As a writer, I am thrilled when readers tell me that they've fallen in love with the characters in my Portals books. Because … I also love my characters, and I get a kind of parental glow when somebody tells me that they like my kids.
That's the key to creating characters your readers will at least care about: You as a writer have to care about them first. Because if you don't … and if that care, that love, doesn't show … Why should I as a reader care what happens to them?
Here's the Prime Directive (with apologies to Star Trek) for creating memorable characters: They are not something to hang a plot on. They are people, with minds and thoughts and lives of their own.
Many years ago, I was reading a short story written by an acquaintance. She had done a reasonable job of creating a believable protagonist – then came a snag. The protagonist (I'll call him “John”) did something so totally out of character it stopped me cold.
I told my friend, “I just can't see John doing this.”
She said, “But I need him to do it, because otherwise, the plot won't work.”
That's fine, I told her, but give him a reason to do it. If you've created an upstanding citizen – but you need him to rob a bank later – then give him motive. Rewrite the character to be a bit less upstanding. Have someone kidnap his wife, his sister, his kids, his beloved dog, and force him to rob the bank on pain of death to whatever he loves. Put him through some mind-altering crisis that changes how he thinks, or renders him incapable of recognizing the difference between right and wrong.
But don't just out-of-the-blue have Mr. Straitlaced and Upstanding wake up one morning and decide to rob a bank. Your readers won't buy it.
As a writer, if I'm to make my characters real to my readers, they have to be real to me. Some writers go so far as to write out complete biographies of their major characters – even down to where, or if, this character went to school, what he/she likes for breakfast, hobbies, games …

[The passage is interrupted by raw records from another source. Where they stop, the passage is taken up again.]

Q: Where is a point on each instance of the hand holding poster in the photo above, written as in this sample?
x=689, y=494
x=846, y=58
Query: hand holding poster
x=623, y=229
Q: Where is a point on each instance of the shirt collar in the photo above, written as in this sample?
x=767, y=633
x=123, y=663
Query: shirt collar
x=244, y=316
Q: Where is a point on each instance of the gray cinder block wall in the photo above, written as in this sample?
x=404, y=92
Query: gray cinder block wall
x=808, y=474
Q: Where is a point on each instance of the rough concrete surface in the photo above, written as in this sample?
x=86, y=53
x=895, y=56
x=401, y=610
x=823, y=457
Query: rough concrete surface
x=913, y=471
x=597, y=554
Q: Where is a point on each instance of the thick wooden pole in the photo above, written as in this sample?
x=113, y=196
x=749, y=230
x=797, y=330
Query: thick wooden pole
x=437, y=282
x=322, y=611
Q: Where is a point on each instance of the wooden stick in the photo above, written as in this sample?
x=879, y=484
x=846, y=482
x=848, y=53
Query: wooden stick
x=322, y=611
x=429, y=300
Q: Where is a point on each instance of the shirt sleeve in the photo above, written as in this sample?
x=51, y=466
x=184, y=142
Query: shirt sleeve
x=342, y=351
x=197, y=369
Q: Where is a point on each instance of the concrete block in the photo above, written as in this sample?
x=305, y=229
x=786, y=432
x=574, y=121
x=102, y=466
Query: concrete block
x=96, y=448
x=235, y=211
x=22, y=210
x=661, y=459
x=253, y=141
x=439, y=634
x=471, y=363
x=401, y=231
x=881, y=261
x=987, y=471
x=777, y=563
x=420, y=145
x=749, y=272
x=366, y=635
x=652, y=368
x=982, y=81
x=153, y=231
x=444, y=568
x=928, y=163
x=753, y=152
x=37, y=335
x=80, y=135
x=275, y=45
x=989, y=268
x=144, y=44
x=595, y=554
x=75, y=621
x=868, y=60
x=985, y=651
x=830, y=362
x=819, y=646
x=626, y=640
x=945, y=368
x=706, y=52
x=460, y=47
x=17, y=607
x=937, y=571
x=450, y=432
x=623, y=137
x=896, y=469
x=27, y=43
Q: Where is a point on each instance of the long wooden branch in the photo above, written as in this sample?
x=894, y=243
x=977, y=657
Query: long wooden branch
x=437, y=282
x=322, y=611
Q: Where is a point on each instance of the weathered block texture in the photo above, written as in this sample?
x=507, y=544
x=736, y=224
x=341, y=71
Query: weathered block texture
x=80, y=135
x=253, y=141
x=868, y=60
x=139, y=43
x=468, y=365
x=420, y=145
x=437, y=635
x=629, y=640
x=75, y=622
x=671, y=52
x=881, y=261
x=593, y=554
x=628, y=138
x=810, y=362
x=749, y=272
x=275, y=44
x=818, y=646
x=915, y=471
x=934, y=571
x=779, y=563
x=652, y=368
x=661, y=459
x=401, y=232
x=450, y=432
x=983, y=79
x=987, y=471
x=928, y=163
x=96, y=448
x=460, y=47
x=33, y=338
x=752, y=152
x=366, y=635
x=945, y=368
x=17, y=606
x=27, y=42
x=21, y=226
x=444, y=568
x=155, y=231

I don't go into that much detail, but it's mainly because my approach to writing is one of telling my story to myself as I go along. My characters come to me the same way as my friends and acquaintances in the “real world”: I see them, we shake hands, and I learn more about them as we hang out together.
How you get to know your characters isn't as important, I think, as that you do get to know them. Care about them. Love them. Spend some time with them. If you care about them as a writer, then your readers will care about them too.
Anyway … that's my humble opinion. What do you think?
(By the way, the photo above is the new Kat Morales, Corpus Christi, Texas, police detective and human protagonist in my Portals books.)